Secondary Antibody Selection

How to choose the best secondary antibody for your application

In many biological assays, the target antigen is detected indirectly by secondary antibodies which bind to primary antibodies in multiple places to allow signal detection and amplification. The choice of appropriate secondary antibody is determined by the specifications (i.e. species, subclass, and fragment type) of the primary antibody and the application. Secondary antibodies are available conjugated to various fluorescent dyes (e.g. Proteintech's CoraLite dyes), and enzymes (e.g. horseradish peroxidase). 

In this article, we set out the key points to consider when choosing an appropriate secondary antibody for your application. 



1. What is the host species of your primary antibody?

The secondary antibody must be raised against the host species of the primary antibody. For example, if the primary antibody was generated in mouse, the secondary needs to be anti-mouse and raised in a host species other than mouse (e.g. goat anti-mouse secondary antibody). 


Figure 1. Most common host species of primary antibody.


2. Is your primary antibody polyclonal or monoclonal?

Polyclonal antibody

A polyclonal antibody contains a mixture of several isotypes of immunoglobulin G (e.g. IgG1, IgG2a). Therefore, to maximize detection of the target, it is best to use a secondary antibody that recognizes all isotypes. These are any secondary antibodies which are labeled “IgG H+L” (H and L represent heavy and light chains of IgG, respectively). This designation means the secondary host species was immunized with a pool of IgG’s from another species allowing the purified secondary antibody to recognize all forms.


Monoclonal antibody

A monoclonal antibody contains a single isotype of immunoglobulin (e.g. mouse IgG2a), which should be indicated on the primary antibody product datasheet. When selecting a secondary antibody to detect a monoclonal primary antibody, it is possible to use a class specific (e.g. anti-mouse IgG), or a subclass specific secondary antibody (e.g. anti-mouse IgG2a).



Figure 2. Categories of antibodies: A) polyclonal antibodies are binding to the same antigen, but different epitopes and B) monoclonal antibodies are binding to the same epitope on a target antigen. Please note: If the primary antibody is a fragment (not the whole antibody), the secondary antibody should also be fragment-specific to reduce noise signal (e.g., F(ab’)₂ fragment secondary antibodies penetrate tissue easier in IHC).


3. What is your method of signal detection?

Secondary antibodies can be conjugated to a wide range of chemicals, including enzymes (horseradish peroxidase (HRP) or alkaline phosphatase (AP)) and fluorophores (e.g. fluorescein (FITC) or Cyanine (Cy3)).


Secondary antibody conjugates
Western blot
  • Enzyme conjugates, e.g.

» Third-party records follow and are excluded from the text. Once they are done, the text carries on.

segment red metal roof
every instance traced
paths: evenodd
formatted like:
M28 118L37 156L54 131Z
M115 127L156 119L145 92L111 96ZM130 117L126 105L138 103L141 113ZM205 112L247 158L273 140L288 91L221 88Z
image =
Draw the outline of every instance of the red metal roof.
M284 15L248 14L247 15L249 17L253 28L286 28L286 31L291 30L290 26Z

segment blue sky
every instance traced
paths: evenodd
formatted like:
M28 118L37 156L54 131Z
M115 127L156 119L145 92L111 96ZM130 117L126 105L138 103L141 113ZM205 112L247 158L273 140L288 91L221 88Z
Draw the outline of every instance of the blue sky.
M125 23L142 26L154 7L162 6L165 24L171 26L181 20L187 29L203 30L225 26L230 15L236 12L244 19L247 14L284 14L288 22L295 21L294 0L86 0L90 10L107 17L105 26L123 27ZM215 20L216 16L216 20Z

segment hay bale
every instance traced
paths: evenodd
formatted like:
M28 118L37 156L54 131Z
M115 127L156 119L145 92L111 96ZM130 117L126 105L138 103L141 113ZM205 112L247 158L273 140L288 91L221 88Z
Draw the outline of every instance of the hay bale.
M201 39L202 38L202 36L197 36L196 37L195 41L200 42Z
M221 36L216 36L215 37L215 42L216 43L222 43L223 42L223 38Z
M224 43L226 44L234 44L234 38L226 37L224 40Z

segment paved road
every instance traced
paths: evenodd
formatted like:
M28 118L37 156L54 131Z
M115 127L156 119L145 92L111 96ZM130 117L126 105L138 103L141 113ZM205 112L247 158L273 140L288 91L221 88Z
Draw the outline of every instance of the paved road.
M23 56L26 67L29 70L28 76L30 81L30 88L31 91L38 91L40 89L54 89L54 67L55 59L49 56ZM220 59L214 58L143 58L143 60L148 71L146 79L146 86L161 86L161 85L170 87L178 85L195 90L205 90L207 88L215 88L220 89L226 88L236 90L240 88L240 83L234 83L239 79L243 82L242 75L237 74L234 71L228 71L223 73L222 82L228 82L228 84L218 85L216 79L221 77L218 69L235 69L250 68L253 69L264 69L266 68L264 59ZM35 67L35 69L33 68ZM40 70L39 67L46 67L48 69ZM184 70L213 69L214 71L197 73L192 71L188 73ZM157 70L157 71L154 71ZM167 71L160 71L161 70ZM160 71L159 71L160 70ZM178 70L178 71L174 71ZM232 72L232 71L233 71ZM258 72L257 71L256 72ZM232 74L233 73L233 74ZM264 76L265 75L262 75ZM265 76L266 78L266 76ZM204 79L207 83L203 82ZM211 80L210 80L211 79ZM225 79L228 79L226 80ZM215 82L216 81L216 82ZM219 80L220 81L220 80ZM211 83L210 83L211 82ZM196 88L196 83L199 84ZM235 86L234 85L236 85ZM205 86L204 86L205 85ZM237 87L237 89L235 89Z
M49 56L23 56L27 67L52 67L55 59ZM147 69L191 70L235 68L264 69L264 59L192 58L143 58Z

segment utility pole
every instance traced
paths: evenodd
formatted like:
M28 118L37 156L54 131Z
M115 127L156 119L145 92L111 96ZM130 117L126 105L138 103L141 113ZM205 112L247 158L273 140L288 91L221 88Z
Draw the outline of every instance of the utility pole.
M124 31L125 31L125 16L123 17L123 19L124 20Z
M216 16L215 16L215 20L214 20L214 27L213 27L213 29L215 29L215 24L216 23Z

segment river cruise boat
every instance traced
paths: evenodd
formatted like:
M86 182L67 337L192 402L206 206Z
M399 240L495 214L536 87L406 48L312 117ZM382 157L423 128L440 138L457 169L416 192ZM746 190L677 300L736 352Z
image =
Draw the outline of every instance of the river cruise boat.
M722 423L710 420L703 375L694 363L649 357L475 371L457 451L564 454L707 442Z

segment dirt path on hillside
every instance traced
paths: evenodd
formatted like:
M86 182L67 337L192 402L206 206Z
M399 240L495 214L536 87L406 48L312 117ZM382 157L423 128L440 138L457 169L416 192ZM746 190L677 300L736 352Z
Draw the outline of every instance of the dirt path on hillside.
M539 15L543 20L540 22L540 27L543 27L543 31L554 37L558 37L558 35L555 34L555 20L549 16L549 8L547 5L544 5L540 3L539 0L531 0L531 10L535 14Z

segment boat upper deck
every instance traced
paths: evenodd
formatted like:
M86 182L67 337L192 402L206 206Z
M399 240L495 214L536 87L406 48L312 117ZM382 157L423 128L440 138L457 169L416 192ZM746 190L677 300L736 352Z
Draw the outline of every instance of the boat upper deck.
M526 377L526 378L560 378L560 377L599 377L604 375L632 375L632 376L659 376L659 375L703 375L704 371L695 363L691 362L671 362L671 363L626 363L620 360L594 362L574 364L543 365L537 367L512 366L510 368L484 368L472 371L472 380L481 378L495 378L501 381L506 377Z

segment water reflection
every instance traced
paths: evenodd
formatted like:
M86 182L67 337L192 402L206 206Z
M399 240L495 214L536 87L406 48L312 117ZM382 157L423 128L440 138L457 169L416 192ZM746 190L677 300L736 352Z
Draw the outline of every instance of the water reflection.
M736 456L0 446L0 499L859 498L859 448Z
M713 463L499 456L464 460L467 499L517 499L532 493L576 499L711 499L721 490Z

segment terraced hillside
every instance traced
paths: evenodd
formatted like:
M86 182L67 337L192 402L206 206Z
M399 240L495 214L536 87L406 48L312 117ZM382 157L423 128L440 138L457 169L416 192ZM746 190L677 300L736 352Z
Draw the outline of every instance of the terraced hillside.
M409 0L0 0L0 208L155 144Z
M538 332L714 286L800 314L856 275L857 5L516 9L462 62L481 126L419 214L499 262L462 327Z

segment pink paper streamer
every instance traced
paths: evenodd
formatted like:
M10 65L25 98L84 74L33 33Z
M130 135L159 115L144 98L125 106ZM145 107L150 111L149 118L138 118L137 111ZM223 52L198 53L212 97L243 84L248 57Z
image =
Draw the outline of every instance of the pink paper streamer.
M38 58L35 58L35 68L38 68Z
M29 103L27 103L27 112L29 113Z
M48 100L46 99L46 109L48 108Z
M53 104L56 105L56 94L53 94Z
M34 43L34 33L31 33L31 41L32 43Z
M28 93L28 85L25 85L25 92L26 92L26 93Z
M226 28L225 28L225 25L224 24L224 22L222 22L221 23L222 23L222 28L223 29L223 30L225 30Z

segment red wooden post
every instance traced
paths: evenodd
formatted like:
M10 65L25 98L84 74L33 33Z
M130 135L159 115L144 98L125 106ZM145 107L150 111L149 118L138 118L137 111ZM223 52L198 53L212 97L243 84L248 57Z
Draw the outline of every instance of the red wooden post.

HRP for chemiluminescent detection and AP for colorimetric detection
  • Fluorophores for fluorescent detection
  • Enzyme conjugates, e.g. Polymer HRP
  • Biotinylated for signal amplification
  • Fluorophores
Flow cytometry
  • Fluorophores and fluorescent dyes
  • Enzyme conjugates
  • Biotinylated, with fluorescent-labeled streptavidin
  • Biotinylated with streptavidin-HRP
  • Enzyme conjugates, e.g. HRP


4. Other considerations


When selecting a secondary antibody, it is important to consider how the antibody has been purified. A common purification technique for secondary antibodies is High-Affinity Purification, resulting in reduced non-specific binding. In addition, secondary antibodies can go through an additional purification step to reduce potential cross-reactions with other species called cross-adsorption. In this process, the secondary antibody solution is passed over different columns containing sera proteins of different species to filter out the non-specific secondary antibody (e.g., for multi-staining).


Western Blotting after Immunoprecipitation

When using Western blot to detect a protein in immunoprecipitated samples, extra care should be given to the choice of antibodies. Immunoprecipitated samples contain the pull-down antibody’s heavy and light chains. These chains show up at 50 kDa and 25 kDa. If the secondary antibody recognizes the pull-down antibody and the Western blot’s primary antibody these bands will show up at a high intensity and may overshadow the target protein signal. It is best to use a different species for the Western Blot’s primary antibody than the pull-down antibody. If this is not possible it is recommended to use a secondary that recognizes the specific chain furthest away from your target protein or to use a secondary antibody that prefers the native over denatured forms.